Almost identical in size and construction of the Bow Top wagon, the Open lot or Yorkshire Bow featured the same design but with a curtain instead of the door characteristic of other wagons. [] The wagon's entrance was covered by a curtain for privacy.
Vardos were elaborately decorated, hand carved and ornatly painted with traditional Romany symbols. Romanichal would participate in the ornate carving and decoration, being skilled woodcarvers themselves, but would leave the main construction to a professional specialised coach builder. 
Much of the wealth of the vardo was on display in the carvings, paintings incorporated aspects of the Romany lifestyle, including horses, birds, lions, griffins, floral designs, and vinework including elaborate scrollworking heightened by the extensive use of between 4-15 books of gold leaf applied as decoration.  Each individual maker was identified by their particular designs.

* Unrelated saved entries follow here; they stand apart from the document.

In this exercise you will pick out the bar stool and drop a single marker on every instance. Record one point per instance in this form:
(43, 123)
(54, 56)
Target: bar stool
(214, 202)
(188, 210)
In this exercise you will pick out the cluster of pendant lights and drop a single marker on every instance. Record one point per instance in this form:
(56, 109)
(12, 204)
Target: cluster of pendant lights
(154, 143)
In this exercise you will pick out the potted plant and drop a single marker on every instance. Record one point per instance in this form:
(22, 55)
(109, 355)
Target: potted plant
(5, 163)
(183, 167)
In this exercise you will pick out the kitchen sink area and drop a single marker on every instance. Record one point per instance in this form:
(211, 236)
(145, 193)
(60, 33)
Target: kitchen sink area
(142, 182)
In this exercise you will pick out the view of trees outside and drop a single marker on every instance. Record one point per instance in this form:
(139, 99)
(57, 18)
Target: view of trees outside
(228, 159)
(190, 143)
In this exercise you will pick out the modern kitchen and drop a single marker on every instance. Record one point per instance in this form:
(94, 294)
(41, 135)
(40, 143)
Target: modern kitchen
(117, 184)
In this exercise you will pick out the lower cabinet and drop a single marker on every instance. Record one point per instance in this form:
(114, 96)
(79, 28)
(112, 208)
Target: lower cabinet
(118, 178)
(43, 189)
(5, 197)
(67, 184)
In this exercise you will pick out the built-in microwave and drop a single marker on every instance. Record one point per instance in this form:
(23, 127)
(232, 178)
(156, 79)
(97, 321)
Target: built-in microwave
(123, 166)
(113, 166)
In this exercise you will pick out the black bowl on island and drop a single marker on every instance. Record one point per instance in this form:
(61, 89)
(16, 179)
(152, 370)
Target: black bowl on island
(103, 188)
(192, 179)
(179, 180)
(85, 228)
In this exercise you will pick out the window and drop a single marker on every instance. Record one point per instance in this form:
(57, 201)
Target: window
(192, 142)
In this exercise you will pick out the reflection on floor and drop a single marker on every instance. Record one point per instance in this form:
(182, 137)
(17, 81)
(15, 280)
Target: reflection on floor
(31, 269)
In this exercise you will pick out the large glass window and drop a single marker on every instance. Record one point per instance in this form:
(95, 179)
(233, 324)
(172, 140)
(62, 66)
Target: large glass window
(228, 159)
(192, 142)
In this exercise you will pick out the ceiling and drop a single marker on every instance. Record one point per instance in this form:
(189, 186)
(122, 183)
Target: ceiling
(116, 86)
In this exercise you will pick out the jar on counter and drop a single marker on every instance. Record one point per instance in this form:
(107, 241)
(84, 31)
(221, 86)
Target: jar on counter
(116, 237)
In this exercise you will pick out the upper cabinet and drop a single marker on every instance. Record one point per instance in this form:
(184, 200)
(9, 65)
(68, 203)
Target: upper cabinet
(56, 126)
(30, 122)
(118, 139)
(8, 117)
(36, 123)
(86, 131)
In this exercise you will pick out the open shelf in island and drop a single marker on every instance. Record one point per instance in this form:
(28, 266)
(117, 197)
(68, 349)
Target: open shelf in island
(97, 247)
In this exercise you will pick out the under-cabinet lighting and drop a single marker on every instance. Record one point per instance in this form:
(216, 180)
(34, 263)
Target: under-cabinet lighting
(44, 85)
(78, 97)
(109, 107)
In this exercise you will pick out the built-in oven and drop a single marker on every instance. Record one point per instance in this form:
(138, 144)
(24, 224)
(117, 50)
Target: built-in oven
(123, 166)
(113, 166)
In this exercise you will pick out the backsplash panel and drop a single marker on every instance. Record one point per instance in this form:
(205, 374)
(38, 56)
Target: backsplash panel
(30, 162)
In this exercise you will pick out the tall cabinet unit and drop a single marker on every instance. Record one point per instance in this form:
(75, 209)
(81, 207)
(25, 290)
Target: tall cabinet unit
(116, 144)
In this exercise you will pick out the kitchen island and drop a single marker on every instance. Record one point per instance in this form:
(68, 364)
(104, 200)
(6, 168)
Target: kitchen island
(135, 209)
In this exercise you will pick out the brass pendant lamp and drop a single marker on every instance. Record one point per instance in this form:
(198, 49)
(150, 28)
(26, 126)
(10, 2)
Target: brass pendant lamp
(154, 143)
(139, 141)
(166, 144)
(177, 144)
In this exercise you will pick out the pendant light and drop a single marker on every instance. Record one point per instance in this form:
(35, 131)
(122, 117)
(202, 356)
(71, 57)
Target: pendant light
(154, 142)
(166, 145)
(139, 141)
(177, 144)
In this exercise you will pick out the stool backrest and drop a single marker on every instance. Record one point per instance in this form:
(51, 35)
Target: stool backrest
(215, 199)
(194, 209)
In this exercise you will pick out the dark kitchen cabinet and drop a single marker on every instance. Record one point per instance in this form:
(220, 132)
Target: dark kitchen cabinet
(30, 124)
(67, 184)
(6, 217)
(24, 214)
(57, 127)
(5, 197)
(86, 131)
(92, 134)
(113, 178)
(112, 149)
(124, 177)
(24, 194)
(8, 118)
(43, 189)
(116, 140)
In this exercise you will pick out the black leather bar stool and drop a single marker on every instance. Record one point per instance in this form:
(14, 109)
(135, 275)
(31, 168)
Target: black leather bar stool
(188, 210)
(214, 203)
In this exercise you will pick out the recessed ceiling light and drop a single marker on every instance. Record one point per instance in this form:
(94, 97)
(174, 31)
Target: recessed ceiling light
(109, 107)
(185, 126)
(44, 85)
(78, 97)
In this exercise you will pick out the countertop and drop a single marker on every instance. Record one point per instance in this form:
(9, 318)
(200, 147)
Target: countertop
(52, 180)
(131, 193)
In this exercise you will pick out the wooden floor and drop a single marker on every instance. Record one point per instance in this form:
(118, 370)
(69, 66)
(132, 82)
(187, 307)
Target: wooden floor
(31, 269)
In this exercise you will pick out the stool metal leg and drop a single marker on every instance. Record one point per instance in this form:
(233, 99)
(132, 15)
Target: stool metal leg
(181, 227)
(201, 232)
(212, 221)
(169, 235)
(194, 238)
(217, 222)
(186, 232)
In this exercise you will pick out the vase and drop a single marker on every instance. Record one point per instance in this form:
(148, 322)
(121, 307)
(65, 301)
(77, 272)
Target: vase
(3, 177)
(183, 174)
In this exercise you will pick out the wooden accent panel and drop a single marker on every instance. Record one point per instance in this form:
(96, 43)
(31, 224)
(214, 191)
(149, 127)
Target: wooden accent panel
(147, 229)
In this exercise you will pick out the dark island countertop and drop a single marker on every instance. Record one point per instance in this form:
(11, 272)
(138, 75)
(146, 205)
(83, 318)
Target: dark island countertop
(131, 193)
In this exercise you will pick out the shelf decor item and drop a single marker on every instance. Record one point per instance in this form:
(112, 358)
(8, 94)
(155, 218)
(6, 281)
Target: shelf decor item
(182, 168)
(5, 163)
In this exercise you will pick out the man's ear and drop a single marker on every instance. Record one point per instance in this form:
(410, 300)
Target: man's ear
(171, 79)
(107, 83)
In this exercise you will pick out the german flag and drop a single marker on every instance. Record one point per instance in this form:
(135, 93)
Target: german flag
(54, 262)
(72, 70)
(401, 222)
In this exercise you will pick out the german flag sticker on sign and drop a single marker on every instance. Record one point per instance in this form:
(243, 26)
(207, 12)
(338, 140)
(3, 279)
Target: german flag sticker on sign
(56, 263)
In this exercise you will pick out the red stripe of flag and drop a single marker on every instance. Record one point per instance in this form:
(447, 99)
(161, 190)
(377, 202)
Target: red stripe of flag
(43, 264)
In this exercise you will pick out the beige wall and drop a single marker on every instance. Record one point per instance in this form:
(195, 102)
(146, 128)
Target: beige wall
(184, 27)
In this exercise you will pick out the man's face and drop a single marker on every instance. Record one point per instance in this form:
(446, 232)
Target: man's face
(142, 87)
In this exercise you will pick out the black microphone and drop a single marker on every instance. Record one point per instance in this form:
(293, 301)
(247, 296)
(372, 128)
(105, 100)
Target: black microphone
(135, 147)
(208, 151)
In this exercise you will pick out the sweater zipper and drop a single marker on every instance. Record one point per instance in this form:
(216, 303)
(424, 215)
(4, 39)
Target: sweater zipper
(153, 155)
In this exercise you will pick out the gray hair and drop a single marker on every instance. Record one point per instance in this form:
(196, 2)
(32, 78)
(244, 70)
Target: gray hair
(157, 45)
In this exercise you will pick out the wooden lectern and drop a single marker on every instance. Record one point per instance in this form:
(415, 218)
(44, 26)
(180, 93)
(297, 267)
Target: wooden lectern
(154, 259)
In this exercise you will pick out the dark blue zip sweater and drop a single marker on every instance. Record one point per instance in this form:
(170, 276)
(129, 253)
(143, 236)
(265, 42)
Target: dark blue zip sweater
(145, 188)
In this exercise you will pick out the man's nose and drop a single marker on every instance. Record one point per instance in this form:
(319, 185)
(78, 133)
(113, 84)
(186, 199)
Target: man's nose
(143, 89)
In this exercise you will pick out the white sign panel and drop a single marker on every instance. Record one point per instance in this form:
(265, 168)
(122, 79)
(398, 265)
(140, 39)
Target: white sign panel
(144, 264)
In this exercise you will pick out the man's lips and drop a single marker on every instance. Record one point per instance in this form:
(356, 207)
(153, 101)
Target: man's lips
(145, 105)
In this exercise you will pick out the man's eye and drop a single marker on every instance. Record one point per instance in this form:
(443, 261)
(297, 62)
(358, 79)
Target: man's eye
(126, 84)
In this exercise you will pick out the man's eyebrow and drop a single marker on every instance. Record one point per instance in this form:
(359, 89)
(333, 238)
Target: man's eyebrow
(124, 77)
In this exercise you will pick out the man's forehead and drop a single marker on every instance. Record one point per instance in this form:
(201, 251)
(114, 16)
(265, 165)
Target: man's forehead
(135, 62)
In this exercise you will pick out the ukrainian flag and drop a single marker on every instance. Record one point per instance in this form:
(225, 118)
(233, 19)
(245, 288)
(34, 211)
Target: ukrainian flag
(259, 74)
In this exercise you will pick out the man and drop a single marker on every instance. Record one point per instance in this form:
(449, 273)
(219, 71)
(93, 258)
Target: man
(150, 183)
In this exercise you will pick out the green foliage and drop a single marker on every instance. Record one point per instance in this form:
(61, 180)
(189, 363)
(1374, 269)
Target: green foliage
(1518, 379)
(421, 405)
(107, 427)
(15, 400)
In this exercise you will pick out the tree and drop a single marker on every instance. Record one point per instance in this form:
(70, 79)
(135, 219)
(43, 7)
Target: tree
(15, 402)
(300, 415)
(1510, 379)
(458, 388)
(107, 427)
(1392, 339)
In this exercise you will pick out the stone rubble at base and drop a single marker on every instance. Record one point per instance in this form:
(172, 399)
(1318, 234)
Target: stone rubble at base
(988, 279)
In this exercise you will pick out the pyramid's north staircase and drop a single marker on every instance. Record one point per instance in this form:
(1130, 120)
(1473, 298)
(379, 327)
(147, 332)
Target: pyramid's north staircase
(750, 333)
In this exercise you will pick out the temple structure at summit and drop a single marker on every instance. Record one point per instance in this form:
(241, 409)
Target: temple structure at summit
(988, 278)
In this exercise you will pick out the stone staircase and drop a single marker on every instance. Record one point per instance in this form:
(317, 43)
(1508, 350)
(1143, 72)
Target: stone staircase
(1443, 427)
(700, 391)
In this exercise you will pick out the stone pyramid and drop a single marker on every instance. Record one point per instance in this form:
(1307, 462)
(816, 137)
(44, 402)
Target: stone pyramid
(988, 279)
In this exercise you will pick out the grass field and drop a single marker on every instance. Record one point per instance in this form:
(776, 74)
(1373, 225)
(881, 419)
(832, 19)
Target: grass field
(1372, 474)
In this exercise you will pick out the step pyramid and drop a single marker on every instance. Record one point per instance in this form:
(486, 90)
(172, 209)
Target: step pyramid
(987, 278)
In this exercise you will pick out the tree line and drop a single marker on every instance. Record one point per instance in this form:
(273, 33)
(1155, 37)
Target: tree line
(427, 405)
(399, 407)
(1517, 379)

The Romanichal funeral rite during the wagon time of the 19th and 20th century, included burning the wagon and belongings after the owners death.  The custom was that nothing whatsoever would have been sold, preferring to leave some possessions; jewellery, china or money to the family, the rest including the wagon was destroyed.
Modern Traditional use
The Romany travellers in the (1920s) proudly clung to their decorative vardos, although the economics of their way of life was in upheaval due to the contraction in the horse-trading industry and the changes from their traditional crafts.  In the present day, Romnichals are more likely to live in caravans. However the tradition does survive and it is estimated that 1% of Romany travellers still live in the traditional horse drawn vardo.